Pet Food Advice Scraper

This project is a web scraper that collects pet food information to create a database of pet food products.

Modules

Scraper: The scrapper module is responsible for collecting the data from the website. It uses the requests and beautifulsoup4 libraries to parse the HTML and extract the information.
app: The app module is responsible for the interface.

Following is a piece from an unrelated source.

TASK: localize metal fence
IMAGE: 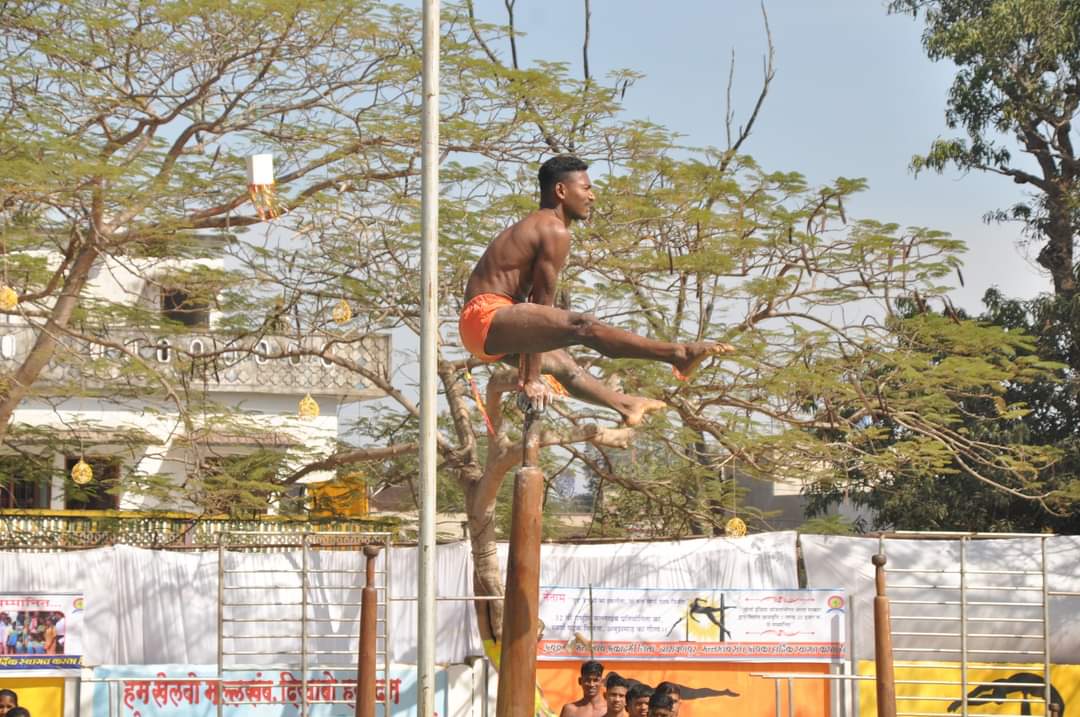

It uses the streamlit library to create a web interface to interact with the data.
utils: The utils module contains helper functions to be used across the project.

URL Collector: The scrapper collects the URLs of the products from the website's paginated list and saves them to a json file.
Product Fetch: The scrapper collects the information from the product's page and saves it to a csv file with the following columns:
- price
- name
- image
- url
- description
- brand
- rating
- rating_count
- rating_best
- categories
- heath_consideration
- animal_type
- animal_lifestage
- animal_size
- size_merged

This project uses Poetry for dependency management.

Once Poetry is installed, make sure to configure it to create virtual environments within the project's directory:

This is a recommended setting so it will be easier to delete the virtual environment if needed.

poetry config virtualenvs.in-project true

Install the dependencies using:

poetry install

This will install the dependencies and create a virtual environment for the project.

To activate the virtual environment, use:

poetry shell

To control and specific parts of the project, call the desired functions at main.py and use to run:

poetry run python main.py

This will run the main.py script within the project's virtual environment.

To activate the virtual environment, use:

poetry shell

To run the interface with streamlit, use:

streamlit run app.py